Laten we beginnen met het doemscenario. In 2013 al voorspelden Benedikt Frey en Michael Osbourne dat 47 procent van alle jobs in de V.S. geautomatiseerd zouden kunnen worden. De schrik om door robots te worden vervangen zit er bij veel mensen goed in. En aangezien AI steeds ingewikkelder cognitieve taken kan verrichten, zullen het niet alleen de jobs van fabrieksarbeiders zijn die op de tocht komen te staan.
Is werk het enige wat ons leven waarde en zin geeft?

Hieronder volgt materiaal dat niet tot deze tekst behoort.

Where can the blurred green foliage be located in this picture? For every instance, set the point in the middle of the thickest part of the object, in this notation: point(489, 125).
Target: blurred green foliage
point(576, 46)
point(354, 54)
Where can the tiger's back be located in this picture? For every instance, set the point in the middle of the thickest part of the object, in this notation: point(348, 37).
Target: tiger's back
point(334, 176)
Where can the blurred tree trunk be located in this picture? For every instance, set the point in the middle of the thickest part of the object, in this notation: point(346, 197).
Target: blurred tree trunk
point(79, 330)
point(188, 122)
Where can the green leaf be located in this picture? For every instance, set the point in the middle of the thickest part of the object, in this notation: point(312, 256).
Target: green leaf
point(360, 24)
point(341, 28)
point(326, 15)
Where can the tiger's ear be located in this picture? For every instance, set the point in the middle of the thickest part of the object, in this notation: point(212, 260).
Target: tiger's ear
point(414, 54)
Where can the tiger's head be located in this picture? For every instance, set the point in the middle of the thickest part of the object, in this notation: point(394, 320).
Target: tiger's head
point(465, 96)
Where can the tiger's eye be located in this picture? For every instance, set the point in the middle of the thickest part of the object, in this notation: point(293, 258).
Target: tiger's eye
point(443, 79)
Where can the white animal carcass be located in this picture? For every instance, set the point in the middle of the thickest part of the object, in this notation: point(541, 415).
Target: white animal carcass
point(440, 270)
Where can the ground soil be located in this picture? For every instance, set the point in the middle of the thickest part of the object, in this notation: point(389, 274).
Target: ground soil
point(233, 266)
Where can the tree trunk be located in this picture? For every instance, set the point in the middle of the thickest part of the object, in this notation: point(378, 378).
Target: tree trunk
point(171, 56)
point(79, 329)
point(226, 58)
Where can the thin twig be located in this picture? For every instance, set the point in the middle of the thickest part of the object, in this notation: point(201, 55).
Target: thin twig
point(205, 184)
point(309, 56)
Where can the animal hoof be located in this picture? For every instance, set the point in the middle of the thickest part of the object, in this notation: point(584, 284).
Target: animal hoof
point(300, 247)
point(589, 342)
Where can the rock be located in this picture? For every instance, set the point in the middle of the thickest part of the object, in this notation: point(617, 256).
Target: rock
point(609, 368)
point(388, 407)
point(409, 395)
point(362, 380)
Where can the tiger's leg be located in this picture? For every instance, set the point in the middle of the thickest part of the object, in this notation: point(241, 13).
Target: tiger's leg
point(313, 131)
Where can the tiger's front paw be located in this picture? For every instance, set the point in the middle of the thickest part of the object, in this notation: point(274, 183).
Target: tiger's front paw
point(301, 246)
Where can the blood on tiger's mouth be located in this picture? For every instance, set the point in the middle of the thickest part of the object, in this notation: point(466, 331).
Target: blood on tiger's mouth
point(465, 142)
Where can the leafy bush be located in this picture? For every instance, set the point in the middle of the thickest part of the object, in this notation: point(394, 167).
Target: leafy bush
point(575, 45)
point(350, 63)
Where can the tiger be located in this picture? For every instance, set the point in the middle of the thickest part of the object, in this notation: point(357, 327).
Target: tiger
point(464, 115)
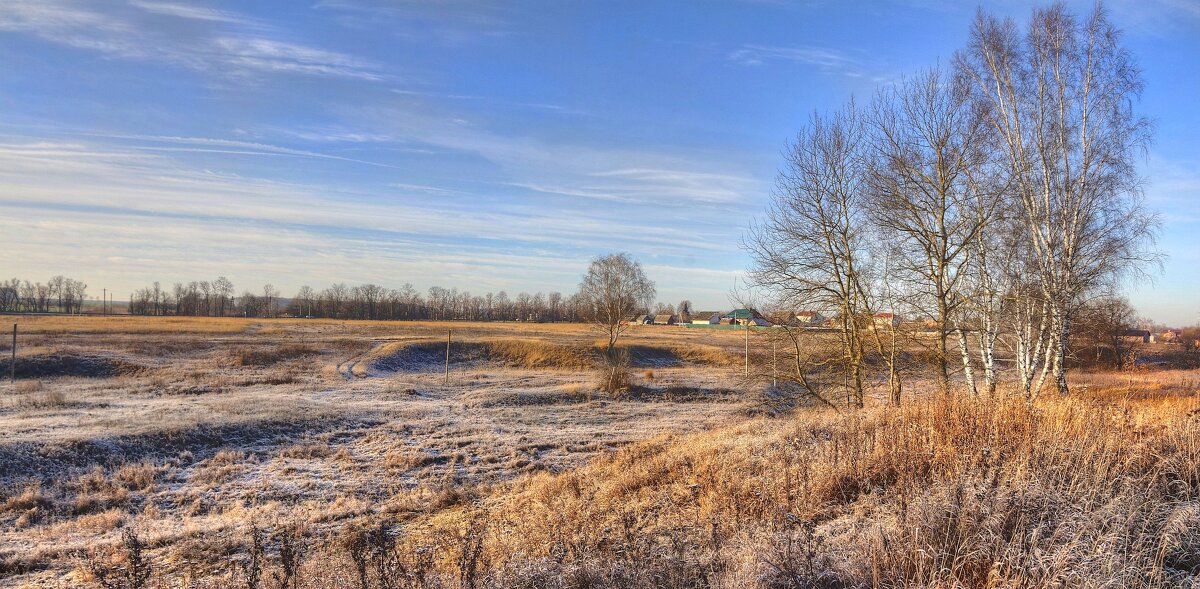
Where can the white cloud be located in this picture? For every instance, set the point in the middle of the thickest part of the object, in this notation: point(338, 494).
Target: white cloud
point(234, 48)
point(821, 56)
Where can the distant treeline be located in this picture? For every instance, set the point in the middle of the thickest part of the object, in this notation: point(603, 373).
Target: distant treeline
point(59, 294)
point(341, 301)
point(217, 298)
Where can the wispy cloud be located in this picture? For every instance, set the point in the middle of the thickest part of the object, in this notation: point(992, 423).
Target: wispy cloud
point(192, 12)
point(820, 56)
point(234, 48)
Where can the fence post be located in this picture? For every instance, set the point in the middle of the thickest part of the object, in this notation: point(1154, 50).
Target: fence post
point(748, 350)
point(448, 358)
point(774, 362)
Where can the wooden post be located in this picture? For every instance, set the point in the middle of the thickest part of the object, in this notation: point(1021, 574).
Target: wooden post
point(748, 349)
point(448, 359)
point(774, 364)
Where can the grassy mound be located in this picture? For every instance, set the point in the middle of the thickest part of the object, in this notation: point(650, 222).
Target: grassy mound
point(425, 355)
point(1074, 492)
point(70, 365)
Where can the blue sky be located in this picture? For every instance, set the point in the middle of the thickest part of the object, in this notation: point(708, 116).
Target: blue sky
point(469, 144)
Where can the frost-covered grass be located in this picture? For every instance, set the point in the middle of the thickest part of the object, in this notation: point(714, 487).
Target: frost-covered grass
point(202, 432)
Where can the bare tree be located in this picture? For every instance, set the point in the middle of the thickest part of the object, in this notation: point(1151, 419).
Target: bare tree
point(927, 144)
point(811, 251)
point(270, 300)
point(612, 289)
point(1060, 102)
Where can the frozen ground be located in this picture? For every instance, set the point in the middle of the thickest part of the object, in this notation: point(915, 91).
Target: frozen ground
point(187, 432)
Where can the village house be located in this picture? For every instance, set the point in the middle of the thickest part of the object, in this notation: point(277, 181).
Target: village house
point(744, 317)
point(1137, 336)
point(886, 320)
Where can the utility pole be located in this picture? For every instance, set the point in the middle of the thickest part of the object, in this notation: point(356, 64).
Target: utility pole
point(448, 359)
point(748, 349)
point(774, 364)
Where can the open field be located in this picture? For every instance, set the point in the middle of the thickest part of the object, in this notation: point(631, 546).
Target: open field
point(519, 473)
point(189, 428)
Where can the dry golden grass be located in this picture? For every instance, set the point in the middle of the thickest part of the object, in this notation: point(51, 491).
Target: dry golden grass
point(131, 324)
point(959, 493)
point(268, 356)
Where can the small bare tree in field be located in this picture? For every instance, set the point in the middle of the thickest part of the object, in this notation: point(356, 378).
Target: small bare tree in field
point(811, 248)
point(927, 144)
point(613, 288)
point(1060, 103)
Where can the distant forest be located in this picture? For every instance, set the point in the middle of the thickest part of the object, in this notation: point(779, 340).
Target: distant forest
point(217, 298)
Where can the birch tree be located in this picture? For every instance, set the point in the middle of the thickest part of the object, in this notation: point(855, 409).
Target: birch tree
point(1060, 101)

Als al die voorspellingen kloppen, kunnen we ons volgens Marc Coeckelberg, professor aan de Universiteit van Wenen en auteur van het boek AI Ethics maar beter de vraag stellen hoe we de generaties na ons voorbereiden op de toekomst. Wat ze later kunnen worden. Maar nog belangrijk volgens Coeckelberg is de existentiële vraag waarom we zo’n drama maken van het verlies van onze jobs aan robots.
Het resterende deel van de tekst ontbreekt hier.